La Guinée-Bissau a besoin d'être encore soutenue par la communauté internationale, selon l'ONU

19 novembre 2014

A l'occasion d'une réunion du Conseil de sécurité consacrée mardi à la situation en Guinée-Bissau, le nouveau Représentant spécial du Secrétaire général dans ce pays, Miguel Trovoada, a prévenu qu'avec les progrès considérables accomplis, ce pays ne pouvait pas s'offrir le luxe d'un statu quo, au risque de perdre tous ses gains démocratiques.

La Guinée-Bissau a finalisé son retour à l'ordre constitutionnel, ses principales institutions sont redevenues légitimes et représentatives et un Gouvernement inclusif, « qui prend en compte toutes les sensibilités politiques nationales », a été formé, a expliqué Miguel Trovoada, qui est également Chef du Bureau intégré des Nations Unies pour la consolidation de la paix en Guinée-Bissau (BINUGBIS).

« Avec le soutien de la communauté internationale, des organisations régionales et sous-régionales et de ses partenaires, la Guinée-Bissau s'efforce de poursuivre sa transition vers la paix et la stabilité », a-t-il affirmé, en soulignant le rôle prééminent joué, dans ce cadre, par la Communauté économique des États de l'Afrique de l'Ouest (CEDEAO) et de sa mission de maintien de la paix, l'ECOMIB, ainsi que de la Communauté des pays de langue portugaise (CPLP).

Cependant, certaines causes profondes des problèmes du pays ne sont pas résolues, comme en témoignent les divergences entre les partis politiques et les divisions internes en leur sein même, a fait remarquer le Représentant spécial. « Par ailleurs, un climat de suspicion entre civils et militaires persiste », a assuré M. Trovaoda, qui a fait également état du dysfonctionnement de certaines institutions étatiques.
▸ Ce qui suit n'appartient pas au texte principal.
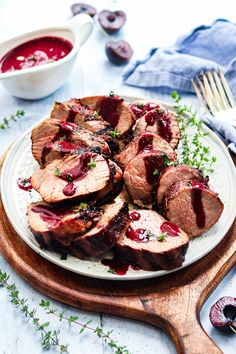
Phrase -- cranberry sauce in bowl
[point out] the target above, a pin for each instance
(35, 52)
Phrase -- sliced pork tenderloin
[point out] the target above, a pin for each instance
(192, 206)
(113, 110)
(141, 175)
(55, 227)
(151, 242)
(142, 143)
(52, 139)
(114, 187)
(139, 108)
(162, 122)
(173, 174)
(105, 234)
(73, 178)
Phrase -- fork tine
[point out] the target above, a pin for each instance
(227, 88)
(208, 93)
(221, 90)
(217, 98)
(199, 96)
Un consensus semble toutefois émerger dans le pays quant à la nécessité d'engager des réformes, en particulier dans les domaines de la défense et de la sécurité, de la justice et de l'administration publique, a expliqué le Chef du BINUGBIS. « En ce qui concerne la défense et la sécurité, le changement à la tête de l'état-major des forces armées n'a été qu'un premier pas en ce sens », a-t-il estimé. « La réforme doit se faire de manière globale, inclusive et intégrée, en vue de parvenir à une solution techniquement faisable, économiquement supportable et politiquement acceptable par toutes les parties prenantes. »

Le Président de la formation Guinée-Bissau de la Commission de consolidation de la paix (CCP), Antonio de Aguiar Patriota, du Brésil, a souligné les mesures décisives adoptées, au cours de ces derniers mois, par les autorités dans le cadre de la réforme du secteur de la sécurité, notamment pour mettre à jour les fichiers des retraités de l'armée et régler les arriérés de salaire des fonctionnaires, avec le concours de l'ECOMIB.

En outre, pour faire face à des inégalités sociales très marquées et à l'absence d'infrastructures nécessaires au développement d'une agriculture et d'une industrie minière nationales, a-t-il fait remarquer, les autorités de la Guinée-Bissau s'efforcent de répondre aux besoins de la population, de mettre en place des mesures de prévention contre Ebola et d'améliorer la fourniture des services de base. La Guinée-Bissau, a précisé M. Trovaoda, occupe la 177e place de l'index du développement humain, sur les 187 pays répertoriés.

Dans ce contexte, le programme élaboré en septembre par le gouvernement a identifié « la stabilité, la consolidation de l'état de droit et le renforcement des institutions publiques, la bonne gouvernance, la justice et le développement comme priorités absolues ». Compte tenu des ressources limitées dont elle dispose, la communauté internationale doit continuer, plus que jamais, à rester solidaire avec la Guinée-Bissau, a estimé le Représentant spécial.

La corruption, l'utilisation de son territoire comme point de transit du trafic de stupéfiants ou base de la criminalité organisée, ou encore le non-respect de l'état de droit et des droits de l'homme, a précisé M. Trovoada, sont autant de menaces qui pèsent sur de fragiles acquis. « L'impunité ne pourra être éradiquée que si ceux qui interprètent et appliquent la loi disposent de la liberté d'agir sans contraintes et d'instruments nécessaires pour faire respecter les décisions de justice », a averti le Chef du BINUGBIS.